Thirdly, historically aware Anglicans "often depict the Church of England as essentially a radical Protestant denomination with a revolutionary foundation in the early 16th century". Thus, as Professor Clark does not say here, they take up the Marxist torch from past historians such as Christopher Hill.

The sum result, Dr Clark says, is that "having marginalised its Catholic party over women's ordination in 1992, the Church may be witnessing a showdown between its Evangelical and liberal ones. If so, the signs are that the liberals will predominate."

In response Dr J-N Morris, the Dean of Trinity Hall, Cambridge, wrote to say that Dr Clark is "too pessimistic" about the consequences of the Church of England neglecting its history. This is so partly because "the basic institutional form of Anglicanism expressed abiding features of the historic continuities of the Christian Church". I suppose he means things like the existence of bishops, priests and deacons; the structure of churches; and the form of the liturgy.
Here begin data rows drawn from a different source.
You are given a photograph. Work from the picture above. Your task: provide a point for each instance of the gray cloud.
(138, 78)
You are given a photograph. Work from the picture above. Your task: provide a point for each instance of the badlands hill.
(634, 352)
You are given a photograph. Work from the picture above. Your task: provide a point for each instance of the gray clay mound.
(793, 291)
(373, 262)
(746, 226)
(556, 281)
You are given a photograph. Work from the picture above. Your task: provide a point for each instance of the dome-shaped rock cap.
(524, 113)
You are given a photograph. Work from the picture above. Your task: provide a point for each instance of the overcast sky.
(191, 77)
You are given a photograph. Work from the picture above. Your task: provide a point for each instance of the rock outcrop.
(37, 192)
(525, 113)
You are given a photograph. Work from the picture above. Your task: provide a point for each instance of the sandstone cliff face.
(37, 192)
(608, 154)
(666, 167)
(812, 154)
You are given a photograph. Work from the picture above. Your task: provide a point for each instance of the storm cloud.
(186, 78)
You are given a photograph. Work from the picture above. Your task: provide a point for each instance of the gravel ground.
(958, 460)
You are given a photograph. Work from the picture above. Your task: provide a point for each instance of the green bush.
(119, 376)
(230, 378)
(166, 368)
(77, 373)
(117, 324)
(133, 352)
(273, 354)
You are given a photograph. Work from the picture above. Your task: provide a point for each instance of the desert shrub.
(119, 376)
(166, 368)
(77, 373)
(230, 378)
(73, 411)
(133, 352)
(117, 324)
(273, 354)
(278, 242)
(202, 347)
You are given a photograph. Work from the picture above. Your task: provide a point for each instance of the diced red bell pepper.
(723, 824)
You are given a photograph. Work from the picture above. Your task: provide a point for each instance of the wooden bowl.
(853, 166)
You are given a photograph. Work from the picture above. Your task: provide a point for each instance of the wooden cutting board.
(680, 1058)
Dr Andrew Burnham, the Bishop of Ebbsfleet, was far less sanguine. While seeing that Anglicans can take "treasures both new and old" from the new service book, Common Worship, he worries whether Anglicanism can look back to its roots by way of "curbing of the excesses of modernity and the resultant discontinuity".

"Catholics in the Church of England," he says, "have suggested repeatedly that it is either getting too late, or indeed much too late, for that to happen". Meanwhile, he fears "classical Anglicanism, looking back to Aidan and Augustine, could be said to be withering on the vine".